Every centos6-regression run since 3:15pm Jenkins time yesterday has been failing in the same way, across multiple slaves. Latest example: https://build.gluster.org/job/centos6-regression/3656/console 04:47:38 Triggered by Gerrit: https://review.gluster.org/16903 04:47:38 Construction à distance sur slave1.cloud.gluster.org (rackspace_regression_2gb) in workspace /home/jenkins/root/workspace/centos6-regression 04:47:39 > git rev-parse --is-inside-work-tree # timeout=10 04:47:39 Fetching changes from the remote Git repository 04:47:39 > git config remote.origin.url git://review.gluster.org/glusterfs.git # timeout=10 04:47:39 ERROR: Error fetching remote repo 'origin' 04:47:39 hudson.plugins.git.GitException: Failed to fetch from git://review.gluster.org/glusterfs.git 04:47:39 at hudson.plugins.git.GitSCM.fetchFrom(GitSCM.java:806) 04:47:39 at hudson.plugins.git.GitSCM.retrieveChanges(GitSCM.java:1066) 04:47:39 at hudson.plugins.git.GitSCM.checkout(GitSCM.java:1097) 04:47:39 at hudson.scm.SCM.checkout(SCM.java:485) 04:47:39 at hudson.model.AbstractProject.checkout(AbstractProject.java:1269) 04:47:39 at hudson.model.AbstractBuild$AbstractBuildExecution.defaultCheckout(AbstractBuild.java:607) 04:47:39 at jenkins.scm.SCMCheckoutStrategy.checkout(SCMCheckoutStrategy.java:86) 04:47:39 at hudson.model.AbstractBuild$AbstractBuildExecution.run(AbstractBuild.java:529) 04:47:39 at hudson.model.Run.execute(Run.java:1738) 04:47:39 at hudson.model.FreeStyleBuild.run(FreeStyleBuild.java:43) 04:47:39 at hudson.model.ResourceController.execute(ResourceController.java:98) 04:47:39 at hudson.model.Executor.run(Executor.java:410) 04:47:39 Caused by: hudson.plugins.git.GitException: Command "git config remote.origin.url git://review.gluster.org/glusterfs.git" returned status code 4: 04:47:39 stdout: 04:47:39 stderr: error: failed to write new configuration file .git/config.lock 04:47:39 04:47:39 at org.jenkinsci.plugins.gitclient.CliGitAPIImpl.launchCommandIn(CliGitAPIImpl.java:1784) It's amusing that some of the messages (especially for aborted tasks) are in French, but I don't think that's the real issue here. There seems to be some kind of permission problem affecting all machines.
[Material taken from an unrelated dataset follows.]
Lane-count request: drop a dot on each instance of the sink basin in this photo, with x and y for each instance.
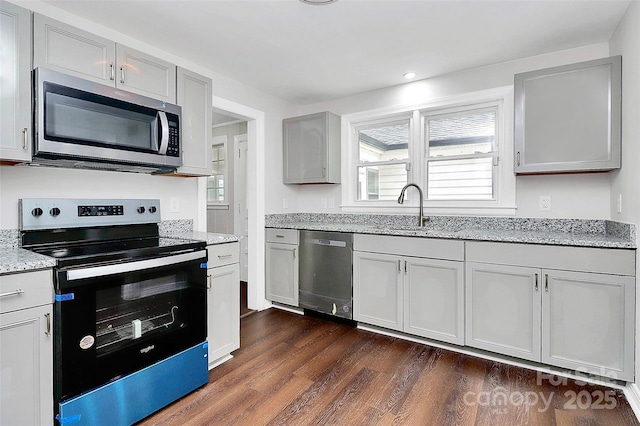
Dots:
(422, 230)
Oops, I'm not sure what went wrong here. There was a long-running prove command. I killed that and rebooted the machine. Hopefully, that'll get it back and running. I've now done a retrigger that's been assigned to other machines.
I was having problems with jobs for 16905 hanging, but it seems like a bit of an unlikely coincidence that those would exactly account for the multiple machines observing this issue. Also, it's still not clear how that cause would lead to that effect). Until we figure out how they're connected, should we perhaps be more liberal about rebooting machines automatically after failed/aborted runs?
The two machines I had to involve myself in both ran out of space. It had a 15G big glusterd log file. Is there a new test that's creating a lot of volumes or generating a lot of log entries?
Turns out it was due to Jeff's patch. This should be fixed now.